We’re excited for your upcoming siding project. Replacing your home’s siding is not only great for your home’s functionality but can also refresh the curb appeal. You’ve done the research and have chosen a siding contractor after comparing three to four estimates.
Now that you know who you want, it’s time to figure out how to best pay for the project.
A siding replacement and installment is an investment that can give a home a whole new look, as well as extend its longevity. The projects can range anywhere from $5,000 to $45,000 in a 2,500 square-foot home— depending on the material being used. Whatever the cost, the reward is that it will, in turn, shield your home and act as a first defense against the elements. Below, find a roundup of the costs you need to anticipate:
Downlow on the Down Payment
Though siding jobs vary from a full-on replacement to a repair, a typical number is about 20 percent of the final quote.

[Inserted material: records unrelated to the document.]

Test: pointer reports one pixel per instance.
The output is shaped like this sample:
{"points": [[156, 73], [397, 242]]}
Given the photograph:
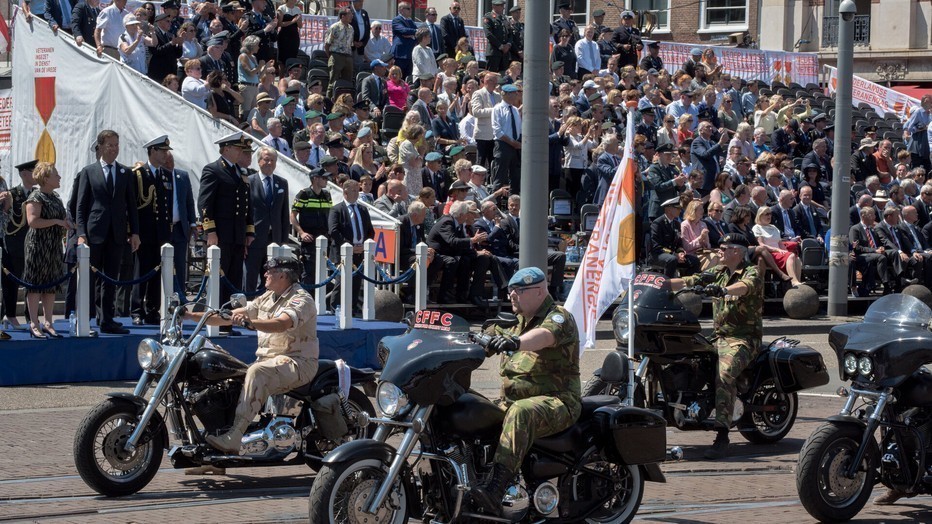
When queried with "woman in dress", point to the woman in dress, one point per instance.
{"points": [[48, 224], [789, 267], [289, 36]]}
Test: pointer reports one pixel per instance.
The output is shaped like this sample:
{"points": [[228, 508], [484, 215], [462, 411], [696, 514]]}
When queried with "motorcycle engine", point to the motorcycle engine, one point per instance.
{"points": [[214, 404]]}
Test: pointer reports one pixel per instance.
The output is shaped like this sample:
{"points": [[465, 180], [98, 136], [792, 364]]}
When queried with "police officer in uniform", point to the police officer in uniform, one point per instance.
{"points": [[285, 319], [154, 203], [738, 326], [226, 210], [14, 251], [540, 378], [496, 32], [309, 217]]}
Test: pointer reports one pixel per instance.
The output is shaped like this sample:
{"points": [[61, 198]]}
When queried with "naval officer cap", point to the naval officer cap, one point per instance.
{"points": [[528, 276], [161, 143]]}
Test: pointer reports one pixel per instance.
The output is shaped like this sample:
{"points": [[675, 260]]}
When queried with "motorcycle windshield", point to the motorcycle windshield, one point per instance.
{"points": [[899, 310]]}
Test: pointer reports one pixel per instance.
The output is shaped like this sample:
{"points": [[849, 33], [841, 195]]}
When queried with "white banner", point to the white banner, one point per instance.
{"points": [[882, 99], [749, 64], [609, 263]]}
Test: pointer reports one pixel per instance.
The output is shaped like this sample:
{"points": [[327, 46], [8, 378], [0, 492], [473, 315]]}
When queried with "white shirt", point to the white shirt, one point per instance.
{"points": [[110, 23]]}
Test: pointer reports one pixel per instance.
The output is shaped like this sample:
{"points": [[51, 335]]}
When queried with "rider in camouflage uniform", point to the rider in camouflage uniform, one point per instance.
{"points": [[737, 326], [540, 378]]}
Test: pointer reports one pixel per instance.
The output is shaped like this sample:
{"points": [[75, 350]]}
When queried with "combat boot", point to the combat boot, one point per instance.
{"points": [[232, 440], [719, 447], [490, 494]]}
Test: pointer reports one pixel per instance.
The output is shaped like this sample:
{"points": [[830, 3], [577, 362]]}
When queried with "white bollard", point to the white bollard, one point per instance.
{"points": [[368, 288], [345, 319], [168, 280], [320, 273], [83, 297], [420, 276], [213, 284]]}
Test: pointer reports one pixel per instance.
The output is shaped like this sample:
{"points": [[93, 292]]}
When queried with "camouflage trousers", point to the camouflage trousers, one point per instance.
{"points": [[734, 356], [271, 376], [529, 419]]}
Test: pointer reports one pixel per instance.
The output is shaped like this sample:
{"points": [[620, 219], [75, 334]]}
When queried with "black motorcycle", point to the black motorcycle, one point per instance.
{"points": [[592, 472], [118, 446], [677, 367], [883, 358]]}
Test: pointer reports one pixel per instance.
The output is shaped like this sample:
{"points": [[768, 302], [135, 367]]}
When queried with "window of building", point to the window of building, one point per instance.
{"points": [[724, 14], [661, 8]]}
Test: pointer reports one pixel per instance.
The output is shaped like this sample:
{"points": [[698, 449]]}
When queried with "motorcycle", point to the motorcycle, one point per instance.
{"points": [[592, 472], [677, 368], [118, 446], [882, 357]]}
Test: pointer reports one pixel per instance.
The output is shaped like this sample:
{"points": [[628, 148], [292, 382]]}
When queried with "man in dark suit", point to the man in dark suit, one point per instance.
{"points": [[184, 218], [226, 210], [907, 269], [166, 52], [870, 258], [705, 153], [106, 216], [349, 223], [453, 29], [268, 193], [463, 265], [403, 29], [666, 244], [154, 205]]}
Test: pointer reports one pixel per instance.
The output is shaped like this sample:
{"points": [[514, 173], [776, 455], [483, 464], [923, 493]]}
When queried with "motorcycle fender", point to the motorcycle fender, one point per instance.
{"points": [[361, 449], [847, 419], [652, 473]]}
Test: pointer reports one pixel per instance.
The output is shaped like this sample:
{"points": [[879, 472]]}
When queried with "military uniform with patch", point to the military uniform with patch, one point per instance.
{"points": [[540, 390], [737, 332]]}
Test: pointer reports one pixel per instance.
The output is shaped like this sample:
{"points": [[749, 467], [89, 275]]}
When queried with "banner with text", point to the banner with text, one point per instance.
{"points": [[749, 64]]}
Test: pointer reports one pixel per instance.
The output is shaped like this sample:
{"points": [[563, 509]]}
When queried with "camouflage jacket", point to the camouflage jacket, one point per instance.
{"points": [[737, 317], [552, 371]]}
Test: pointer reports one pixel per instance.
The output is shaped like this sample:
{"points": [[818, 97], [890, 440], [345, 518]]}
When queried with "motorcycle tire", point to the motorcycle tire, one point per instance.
{"points": [[824, 492], [769, 427], [357, 401], [353, 483], [107, 426]]}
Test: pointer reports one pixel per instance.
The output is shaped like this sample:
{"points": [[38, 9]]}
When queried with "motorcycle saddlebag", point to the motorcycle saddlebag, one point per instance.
{"points": [[797, 368], [634, 435]]}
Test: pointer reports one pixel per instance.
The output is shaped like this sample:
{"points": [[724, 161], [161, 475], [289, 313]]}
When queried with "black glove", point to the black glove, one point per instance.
{"points": [[503, 344]]}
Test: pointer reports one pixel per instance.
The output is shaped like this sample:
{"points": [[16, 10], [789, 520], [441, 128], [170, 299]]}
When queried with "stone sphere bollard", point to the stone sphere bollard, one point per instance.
{"points": [[921, 292], [692, 302], [388, 306], [801, 302]]}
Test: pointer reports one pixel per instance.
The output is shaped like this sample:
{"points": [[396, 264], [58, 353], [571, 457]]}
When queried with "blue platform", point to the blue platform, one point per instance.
{"points": [[25, 360]]}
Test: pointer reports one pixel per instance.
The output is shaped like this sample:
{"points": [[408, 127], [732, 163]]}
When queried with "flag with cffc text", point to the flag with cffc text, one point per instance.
{"points": [[609, 263]]}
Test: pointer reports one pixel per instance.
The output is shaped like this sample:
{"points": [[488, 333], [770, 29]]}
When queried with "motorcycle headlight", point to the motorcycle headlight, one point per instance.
{"points": [[390, 398], [851, 364], [150, 354]]}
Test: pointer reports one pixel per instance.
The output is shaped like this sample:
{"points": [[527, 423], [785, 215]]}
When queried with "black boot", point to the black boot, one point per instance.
{"points": [[719, 447], [489, 495]]}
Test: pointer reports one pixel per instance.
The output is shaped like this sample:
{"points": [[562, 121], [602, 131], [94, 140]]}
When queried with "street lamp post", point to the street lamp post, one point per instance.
{"points": [[841, 182]]}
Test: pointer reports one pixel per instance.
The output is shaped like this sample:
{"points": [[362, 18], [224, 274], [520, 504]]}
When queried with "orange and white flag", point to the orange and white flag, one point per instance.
{"points": [[610, 260]]}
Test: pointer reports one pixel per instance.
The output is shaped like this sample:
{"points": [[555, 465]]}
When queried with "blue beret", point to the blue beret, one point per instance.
{"points": [[527, 277]]}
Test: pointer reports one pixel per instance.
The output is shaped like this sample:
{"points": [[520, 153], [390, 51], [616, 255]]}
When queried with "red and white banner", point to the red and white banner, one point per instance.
{"points": [[609, 263], [882, 99], [750, 64]]}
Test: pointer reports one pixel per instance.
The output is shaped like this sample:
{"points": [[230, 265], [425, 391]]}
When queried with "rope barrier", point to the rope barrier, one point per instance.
{"points": [[39, 287], [148, 276]]}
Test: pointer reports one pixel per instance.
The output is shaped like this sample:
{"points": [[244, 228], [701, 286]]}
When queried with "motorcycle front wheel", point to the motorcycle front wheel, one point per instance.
{"points": [[341, 492], [767, 427], [99, 453], [826, 493]]}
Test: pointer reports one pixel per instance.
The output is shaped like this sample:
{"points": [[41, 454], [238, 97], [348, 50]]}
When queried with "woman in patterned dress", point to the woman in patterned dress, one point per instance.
{"points": [[48, 224]]}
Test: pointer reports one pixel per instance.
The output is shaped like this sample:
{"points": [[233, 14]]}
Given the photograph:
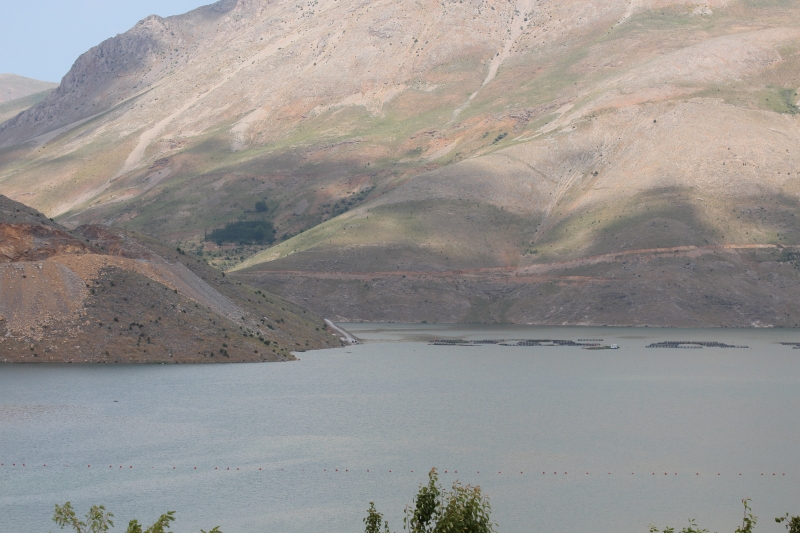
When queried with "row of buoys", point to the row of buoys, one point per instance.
{"points": [[348, 470]]}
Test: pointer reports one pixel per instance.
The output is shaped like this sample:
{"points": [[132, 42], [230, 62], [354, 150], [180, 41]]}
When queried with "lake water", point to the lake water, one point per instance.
{"points": [[384, 412]]}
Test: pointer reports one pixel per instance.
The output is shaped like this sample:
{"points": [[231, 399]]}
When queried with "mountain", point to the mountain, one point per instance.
{"points": [[612, 162], [18, 94], [13, 87], [100, 295]]}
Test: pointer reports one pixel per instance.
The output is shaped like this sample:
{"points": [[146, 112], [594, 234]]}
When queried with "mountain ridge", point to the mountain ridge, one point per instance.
{"points": [[443, 140]]}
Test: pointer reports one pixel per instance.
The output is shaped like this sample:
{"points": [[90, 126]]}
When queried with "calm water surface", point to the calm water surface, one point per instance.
{"points": [[398, 404]]}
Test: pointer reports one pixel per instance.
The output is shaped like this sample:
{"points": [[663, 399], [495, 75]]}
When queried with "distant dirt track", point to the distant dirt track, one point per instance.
{"points": [[525, 273]]}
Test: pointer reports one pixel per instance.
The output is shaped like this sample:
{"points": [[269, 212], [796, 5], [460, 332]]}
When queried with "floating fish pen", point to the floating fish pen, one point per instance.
{"points": [[692, 345], [546, 342], [529, 342], [451, 342]]}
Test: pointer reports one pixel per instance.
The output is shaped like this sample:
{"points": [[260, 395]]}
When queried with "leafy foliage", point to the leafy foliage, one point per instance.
{"points": [[748, 523], [464, 509], [374, 519], [792, 524], [244, 232], [98, 521]]}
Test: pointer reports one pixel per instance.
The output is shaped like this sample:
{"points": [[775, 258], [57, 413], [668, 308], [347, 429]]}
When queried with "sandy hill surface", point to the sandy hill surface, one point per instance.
{"points": [[13, 87], [100, 295], [619, 162]]}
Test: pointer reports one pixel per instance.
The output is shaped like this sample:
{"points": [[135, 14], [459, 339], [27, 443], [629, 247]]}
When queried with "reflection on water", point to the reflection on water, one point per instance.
{"points": [[627, 417]]}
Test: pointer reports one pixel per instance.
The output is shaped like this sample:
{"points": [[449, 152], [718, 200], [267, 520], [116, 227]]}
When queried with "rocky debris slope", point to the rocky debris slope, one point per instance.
{"points": [[465, 144], [77, 302]]}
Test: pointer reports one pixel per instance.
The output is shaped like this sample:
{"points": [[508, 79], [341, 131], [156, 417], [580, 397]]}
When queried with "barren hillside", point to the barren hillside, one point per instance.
{"points": [[620, 162], [98, 295], [13, 87]]}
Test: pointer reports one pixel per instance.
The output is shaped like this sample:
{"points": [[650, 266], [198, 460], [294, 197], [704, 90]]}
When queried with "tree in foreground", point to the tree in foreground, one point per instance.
{"points": [[748, 523], [463, 509], [99, 521]]}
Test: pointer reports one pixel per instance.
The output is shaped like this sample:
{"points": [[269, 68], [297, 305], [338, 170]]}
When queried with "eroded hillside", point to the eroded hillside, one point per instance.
{"points": [[620, 162], [98, 295]]}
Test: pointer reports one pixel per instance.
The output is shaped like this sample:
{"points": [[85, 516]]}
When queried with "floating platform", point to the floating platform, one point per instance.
{"points": [[692, 345]]}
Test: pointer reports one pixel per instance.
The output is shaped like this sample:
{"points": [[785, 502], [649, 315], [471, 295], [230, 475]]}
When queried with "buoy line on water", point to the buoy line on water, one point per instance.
{"points": [[18, 466]]}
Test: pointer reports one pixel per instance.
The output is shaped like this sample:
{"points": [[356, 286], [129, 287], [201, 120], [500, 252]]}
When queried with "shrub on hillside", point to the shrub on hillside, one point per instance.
{"points": [[244, 232]]}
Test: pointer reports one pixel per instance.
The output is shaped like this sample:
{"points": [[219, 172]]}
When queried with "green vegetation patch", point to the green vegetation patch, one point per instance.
{"points": [[243, 232]]}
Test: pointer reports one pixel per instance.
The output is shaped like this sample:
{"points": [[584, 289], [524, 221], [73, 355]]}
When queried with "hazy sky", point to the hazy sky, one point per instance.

In some cases, siding contractors will offer discounts for paying in cash, but be wary— if a contractor requests a large cash sum upfront, it could be a scam and risks the homeowner being left unprotected.
Dollars and Cents
The best way to secure the lowest price for your siding project is to compare multiple contractor quotes. That’s why Modernize encourages homeowners to get multiple estimates before making a final decision.
If you want to pay through a payment plan, your contractor might offer their own so you don’t have to go through a bank. And if you do need to go through a bank, be sure you first learn about all of the financial incentives available to you both directly and indirectly in the form of loans or tax credits.
For instance, if you finance new siding and new roofing with a home equity loan or a line of credit, that interest could be deducted. In addition, if you install new siding as part of an energy efficiency upgrade along with other facets, at least part of the cost may be deductible. A siding replacement could also be eligible for a sales tax deduction.
Understand Your Equity Options
Homeowners can often use their homes, whether mortgaged or not, as securities for loans to fund home improvement projects.
Two common ways to leverage your home for credit from a bank or other financial institutions include lines of credit and loans. If either of these are applicable in your situation, run it by your siding contractor. An experienced installer will have both expert and valuable anecdotal advice regarding these methods.
Home Equity Line of Credit (HELOC)
A home equity line of credit, otherwise known as a HELOC, allows homeowners to borrow money against their home’s equity. HELOCs are generally flexible but limited by a home’s value, and they also carry the risk of foreclosure.
A common reason homeowners take out a HELOC is for home improvement projects. In fact, The National Association of Realtors listed siding installation as one of best returns on investment.
Home Equity Loan
If a HELOC doesn’t seem like the right fit, the other option is a home equity loan – which lets a homeowner borrow money against the value of a home over the amount of any or all mortgages levied against the property. It’s sort of like a second mortgage, positioning the home itself as the security for the loan.
Whatever options you find suits you best, it’s a safe bet to talk it over with your contractor. Their experience with other homeowners in the area and specifically as it pertains to siding installation projects will be valuable when it comes to determining the best path forward for your own financing.